Xenon bulbs are HID (high-intensity discharge) electric lights used mainly to make exceptionally powerful headlights, although their applications have become considerably more varied in recent times. They are called xenon bulbs due to the fact that they make use of a noble gas called xenon in order to maximize their light output. Unlike incandescent bulbs, xenon bulbs do not make use of a filament to produce light, but instead rely on a form of induction, where a very bright arc of electricity is maintained between a pair of electrodes. Due to their lack of a filament, xenon bulbs rarely tend to fail, and can easily outlast their incandescent counterparts by years.
BMW was the first car manufacturer to include xenon bulbs as part of the factory specifications of certain models. BMW cars with xenon lamps first entered the market in 1993 and took it by storm. Xenon bulbs are held in high regard among car enthusiasts both due to their quality and intensity.
One of the main strengths of xenon bulbs is their uniform intensity, sharply illuminating anything they shine on. The light produced by incandescent bulbs tends to become diffused around the edges of the projected field of light, but xenon lamps illuminate everything in their field of projection with equal strength. Another advantage of using xenon bulbs in car headlights is that they also emit ultraviolet lights, which cause reflective road signs to shine vividly, making them significantly more visible to drivers on dark roads.
Halogen bulbs are bright, but xenon bulbs are even brighter, and when in high beam mode, they can temporarily blind any driver who happens to be facing them. Using xenon HID bulbs in high beam mode is not recommended, since they can stun oncoming traffic and cause terrible accidents.
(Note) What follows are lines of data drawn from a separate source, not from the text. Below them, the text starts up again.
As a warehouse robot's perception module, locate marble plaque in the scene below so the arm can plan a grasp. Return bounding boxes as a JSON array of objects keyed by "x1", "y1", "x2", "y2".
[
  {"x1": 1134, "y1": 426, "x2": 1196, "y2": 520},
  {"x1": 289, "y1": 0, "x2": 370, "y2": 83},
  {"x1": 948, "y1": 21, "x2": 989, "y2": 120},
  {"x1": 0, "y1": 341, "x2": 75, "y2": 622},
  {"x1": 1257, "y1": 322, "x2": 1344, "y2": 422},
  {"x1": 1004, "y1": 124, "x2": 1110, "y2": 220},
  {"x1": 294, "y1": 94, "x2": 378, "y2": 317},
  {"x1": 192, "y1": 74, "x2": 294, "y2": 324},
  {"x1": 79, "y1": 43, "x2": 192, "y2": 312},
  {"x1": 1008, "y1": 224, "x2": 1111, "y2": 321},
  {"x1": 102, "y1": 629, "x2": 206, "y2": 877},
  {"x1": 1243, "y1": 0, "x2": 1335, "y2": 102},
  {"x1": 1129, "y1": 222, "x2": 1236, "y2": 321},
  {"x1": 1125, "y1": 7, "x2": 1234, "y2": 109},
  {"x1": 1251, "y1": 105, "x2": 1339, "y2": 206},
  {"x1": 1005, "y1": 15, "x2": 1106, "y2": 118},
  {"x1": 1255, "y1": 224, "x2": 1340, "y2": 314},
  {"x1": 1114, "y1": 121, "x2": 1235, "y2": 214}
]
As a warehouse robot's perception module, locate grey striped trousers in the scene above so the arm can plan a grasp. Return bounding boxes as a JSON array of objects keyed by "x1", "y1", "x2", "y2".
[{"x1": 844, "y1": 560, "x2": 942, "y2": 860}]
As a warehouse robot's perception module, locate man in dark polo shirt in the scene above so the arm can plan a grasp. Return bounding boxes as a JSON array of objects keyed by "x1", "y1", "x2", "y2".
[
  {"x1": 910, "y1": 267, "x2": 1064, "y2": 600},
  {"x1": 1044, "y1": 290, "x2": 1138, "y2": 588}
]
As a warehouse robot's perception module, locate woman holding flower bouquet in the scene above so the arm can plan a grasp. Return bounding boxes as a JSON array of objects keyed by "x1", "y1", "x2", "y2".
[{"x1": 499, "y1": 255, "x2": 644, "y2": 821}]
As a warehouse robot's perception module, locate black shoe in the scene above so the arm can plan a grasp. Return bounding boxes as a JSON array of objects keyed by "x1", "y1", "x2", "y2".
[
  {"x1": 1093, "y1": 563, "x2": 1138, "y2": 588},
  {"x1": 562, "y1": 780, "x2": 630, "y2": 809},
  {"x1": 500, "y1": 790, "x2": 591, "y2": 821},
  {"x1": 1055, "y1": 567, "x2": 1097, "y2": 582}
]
Many manufacturers who equip certain models of their cars with xenon bulbs, such as Mercedes-Benz, make use of a special self-leveling technology with their headlights, allowing the headlights to automatically raise or lower themselves by making use of an array of proximity sensors. Certain models of cars, such as Infiniti's Q45, let their drivers manually adjust the height of the headlight in their cars, but this is not a recommended approach. It contains ample room for errors which can be made by a careless driver, and may result in the loss of life and limb.
Xenon bulbs emit a light so intensely white that it almost seems to be blue. However, you should not suppose that all the cars you see with bluish-white headlights are equipped with xenon bulbs. Many aftermarket companies manufacture conventional headlight bulbs and accessory lights with blue tinting in order to achieve an effect similar to that of xenon lamps, but they are in reality nothing more than traditional incandescent bulbs, fitted with blue glass instead of clear glass. While some of these incandescent lamps do use xenon, they use traditional filament technology, not the induction-based brilliance of true xenon bulbs.
Xenon bulbs operate on very high voltage levels, requiring more than 10,000 volts alone to merely allow the induction to take place, and approximately a hundred volts after that hurdle. In order to provide such a massive potential difference, special transformers called ballasts need to be installed in the cars. The ballasts are often sold together with the xenon bulbs in convenient packages. Xenon bulb assemblies, although expensive, also have another advantage – they are much lighter and smaller, allowing more innovation on the part of automobile manufacturers.
Xenon HID bulbs are seeing more and more popularity, and car-lovers are moving toward using xenon bulbs in their headlights instead of traditional incandescent headlights for their superior performance.